2

Many thanks for reading. Apologies for what I'm sure is a simple task.

I have a dataframe: (Edited: Added extra column not to be included in comparison)

b = c(5, 6, 7, 8, 10, 11) 
c = c('david','alan','pete', 'ben', 'richard', 'edd') 
d = c('alex','edd','ben','pete','raymond', 'alan')
df = data.frame(b, c, d) 
df
   b       c       d
1  5   david    alex
2  6    alan     edd
3  7    pete     ben
4  8     ben    pete
5 10 richard raymond
6 11     edd    alan

I want to compare the group of columns c and d with the group of columns d and c. That is, for one row, I want to compare the combined values in c and d with the combined values in d and c for all other rows.
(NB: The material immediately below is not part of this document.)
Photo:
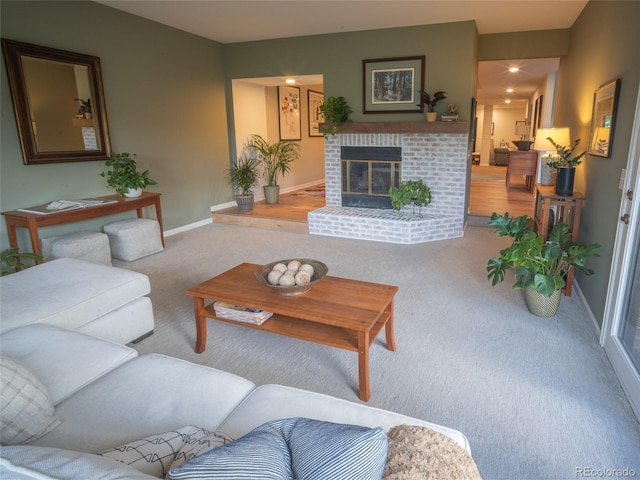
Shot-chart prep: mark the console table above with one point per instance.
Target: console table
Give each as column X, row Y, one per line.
column 118, row 204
(Note the values could either be characters or integers)

Where these match I want to return the index of those rows which match, preferably as a list of lists. I need to be able to access the indexes without referring to the values in column c or d.

I.e. for the above dataframe, my expected output would be:

c(c(2, 6), c(3, 4))
((2,6), (3,4))

As:

Row 2: (c + d == alan + edd) = row 6: (d + c == edd + alan)
Row 3: (c + d == pete + ben) = row 4: (d + c == ben + pete)

I understand how to determine the match case for two separate columns using match melt, but not if they are joined together and iterating over all possible row combinations.

I envision something like:

lapply(1:6, function(x), ifelse((df$a & df$b) == (df$b & df$a), index(x), 0))

But obviously that is incorrect and won't work.

I consulted the following questions but have been unable to formulate an answer. I have no idea where to begin.

Matching multiple columns on different data frames and getting other column as result

match two columns with two other columns

Comparing two columns in a data frame across many rows

R Comparing each value of all pairs of columns

How can I achieve the above?

Chuck
  • 3,664
  • 7
  • 42
  • 76

1 Answers1

4

You could do something like this. It splits the row indices 1:nrow(df) according to unique sorted strings formed from the columns of df. The sorting ensures that A,B and B,A are treated identically.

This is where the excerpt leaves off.